In the appearance of steam, the CFD modeling of thermal-hydraulic phenomena in reactor containments during various phases of an accident necessarily requires consideration of radiative heat transfer. These radiation phenomena involve (i) energy transfer within the gas mixture and (ii) between the gas and the surrounding structures which have a much higher thermal inertia. Preliminary calculations performed for the present experiments in the OECD/NEA HYMERES-2 project with the CFD code containmentFoam using a Monte Carlo thermal radiation solver with non-gray gas modeling of steam absorption, showed that radiant heat transfer is important even with a very low amount of steam (≈ 2%).

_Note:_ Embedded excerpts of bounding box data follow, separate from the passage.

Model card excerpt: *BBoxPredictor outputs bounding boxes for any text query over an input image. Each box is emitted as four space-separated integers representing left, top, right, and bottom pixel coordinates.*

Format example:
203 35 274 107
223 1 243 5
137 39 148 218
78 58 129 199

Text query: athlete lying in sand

Therefore, the test matrix was tailored to the two opposite extremes: Either gas compositions with low steam content, where radiative heat transfer can be neglected, or gas mixtures containing larger amounts of steam, so that radiative heat transfer plays a dominant role. For the two selected experiments within the H2P2 series and the corresponding CFD calculations, a vessel with a diameter of 4 m and a height of 8 m was preconditioned with different mixtures of air/steam at room and elevated temperatures. This was followed by the build-up of a stable helium stratification in the upper part of the vessel. Helium was then injected from the top at a higher mass flow rate, which (a) compresses the gas atmosphere, (b) resembles piston compression and (c) leads to a height-dependent and transient increase in gas temperature below this helium stratification, influenced by thermal radiation effects — or their absence. These experiments and the associated CFD calculations were developed to isolate the thermal radiation phenomena as much as possible from convective and diffusive effects. They are the first of their kind to be conducted in a large-scale thermal-hydraulic facility. It is demonstrated (a) that neglecting thermal radiation for the high steam content case, the temperature rise is significantly over-predicted by a factor of two compared to the application of the suggested Monte Carlo thermal radiation solver with non-gray gas modeling, (b) the computational effort considering CFD and non-gray gas radiation is feasible with the suggested tailored Monte Carlo solver and (c) that the suggested radiation model outperforms the widespread used P1 radiation model.